ヘアドライヤーのプラグを給電コネクタのコンセントに差し込み、おそるおそるスイッチオン!

給電は一度に合計1500Wまで使用可能。熱・風を発生させるヘアドライヤーのような消費電力の高い家電は、ボディ給電口に接続する

ブォーーーーーーーーーーーーーーーーーーーーー!!!
ドォーーンと熱風が吹き出し、温度や風量も一定、家で使うのとまったく同じ使い心地です。

もしも真冬の雨の日に、地震が起こったら。
凍える寒さのなか濡れたままの髪や服は、確実に体調悪化を招きます。倒壊現場からびしょ濡れで救出されたケガ人も、低体温で命の危機にさらされるかもしれません。

そんなときドライヤーが手に入れば、あたり一帯は停電していても、プリウスPHVを電源にして髪も服も乾かせます。車中泊が長く続く場合には、洗った着替えの乾燥にも使えそうです。


次は消費電力量限度の、1500W電気ケトルに挑戦!

【チャレンジ2】 電気ケトルで湯沸し

電気ケトルのコードをつなぎ、水を入れてスイッチオン!数分ののち、ボコボコボコッと音がして、あっという間にお湯が沸きました!

お湯が沸かせるほどの給電能力があれば、災害時に限らずキャンプやBBQでも明かりに、調理にと大活躍できそう

沸いたお湯はカップラーメンを作って、おいしくいただきました。余ったお湯はドリップコーヒーも淹れて、ほっと一息。

災害時、せっかく備蓄していたカップラーメンもお湯を沸かさなければ食べられない。停電に左右されず、個人で大容量電源が使えるありがたさは、災害時こそ実感できるはず

災害時にクルマを電源として使うためには、まずはクルマそのものを災害から守る、ふだんの習慣が重要です。

非常時電源として使うなら、ふだんの習慣を見直そう!

<災害からクルマを守る、3つの習慣>

【1】 クルマのキーは確実な保管場所へ

→災害時のクルマの電源活用は、手元にキーがあることが大前提。
「地震の揺れで家中めちゃくちゃ、キーを紛失してしまった」では、どんな機能も動かない。


【2】 駐車場所を安全に

→過去の震災ではで塀や屋根瓦が直撃、クルマが破損する事例が多発。とくに電気系統は一部でも破損すれば動かない可能性もある。河川氾濫による水没や土砂崩れによる埋没等の可能性も考慮して、平時のうちに駐車場所の安全性を確認したい。


【3】 ガソリンは常に一定量以上をキープ

→運悪く充電切れのタイミングで大地震が起こってしまったら。辺り一帯は即停電、ガソリンもすぐに売り切れ。充電はおろか、クルマを動かすこともままなりません。

そんな時も一定量以上のガソリンさえ積んでいれば、ハイブリッド走行による自家発電で充電が可能です。さらに被災圏外まで走行して満充電にしたうえで、被災地に戻り改めて電源として活用することも可能に。
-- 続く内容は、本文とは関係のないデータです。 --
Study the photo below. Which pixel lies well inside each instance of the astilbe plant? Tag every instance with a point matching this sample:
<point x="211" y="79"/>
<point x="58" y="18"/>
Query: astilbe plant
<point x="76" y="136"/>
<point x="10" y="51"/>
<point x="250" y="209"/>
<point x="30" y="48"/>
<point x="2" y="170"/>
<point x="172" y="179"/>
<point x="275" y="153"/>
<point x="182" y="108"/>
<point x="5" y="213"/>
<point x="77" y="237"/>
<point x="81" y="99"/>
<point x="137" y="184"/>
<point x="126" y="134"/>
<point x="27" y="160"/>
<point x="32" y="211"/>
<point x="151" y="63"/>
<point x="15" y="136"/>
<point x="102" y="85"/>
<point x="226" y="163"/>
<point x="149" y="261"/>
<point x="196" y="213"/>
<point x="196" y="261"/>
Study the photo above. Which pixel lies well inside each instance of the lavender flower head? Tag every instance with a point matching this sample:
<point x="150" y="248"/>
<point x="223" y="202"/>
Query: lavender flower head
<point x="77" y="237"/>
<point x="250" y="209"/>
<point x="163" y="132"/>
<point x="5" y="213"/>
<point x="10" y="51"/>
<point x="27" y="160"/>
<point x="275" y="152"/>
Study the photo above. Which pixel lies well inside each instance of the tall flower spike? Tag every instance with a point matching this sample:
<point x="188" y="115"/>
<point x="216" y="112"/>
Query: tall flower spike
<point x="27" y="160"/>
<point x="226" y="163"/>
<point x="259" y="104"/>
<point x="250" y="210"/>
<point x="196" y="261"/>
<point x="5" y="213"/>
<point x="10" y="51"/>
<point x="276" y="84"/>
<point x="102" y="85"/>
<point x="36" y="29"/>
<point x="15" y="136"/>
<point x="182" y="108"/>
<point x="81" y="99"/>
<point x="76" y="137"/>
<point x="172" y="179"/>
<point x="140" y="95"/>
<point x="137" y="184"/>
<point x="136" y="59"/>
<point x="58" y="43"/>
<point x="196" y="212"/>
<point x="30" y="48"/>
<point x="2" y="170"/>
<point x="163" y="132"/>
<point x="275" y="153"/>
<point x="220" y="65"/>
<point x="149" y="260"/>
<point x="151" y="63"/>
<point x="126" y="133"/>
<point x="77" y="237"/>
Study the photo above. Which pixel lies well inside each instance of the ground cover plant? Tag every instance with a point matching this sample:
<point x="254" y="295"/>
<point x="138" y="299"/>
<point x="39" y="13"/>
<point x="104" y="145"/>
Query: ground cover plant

せっかく[移動できる電源]になれるクルマを所有するのなら、災害時こそ、その能力を発揮したいもの。プリウスPHVを検討する方は、ぜひこのクルマを守る3つの習慣を覚えていてください。

プリウスPHVを筆頭に、これからも災害時に電源になるクルマが続々登場してくることを期待しましょう!

取材協力:

■静岡トヨタ自動車株式会社 長沼店

http://www.shizuokatoyota.co.jp/shop/detail_1.html

県内で5店舗しかないハイブリッドステーションの同店。トヨタのハイブリッドカーに即試乗可能、充電スタンドも設置しています。今回取材のプリウスPHVは「1.8L Sグレードナビパッケージ」。近未来的で爽快なブルー「スピリテッドアクアメタリック」が目印です。

ハイブリッドカーの知識が豊富な、篠原拓也チーフ。難しい専門用語も初心者の立場に立って、分かりやすく教えてくれます。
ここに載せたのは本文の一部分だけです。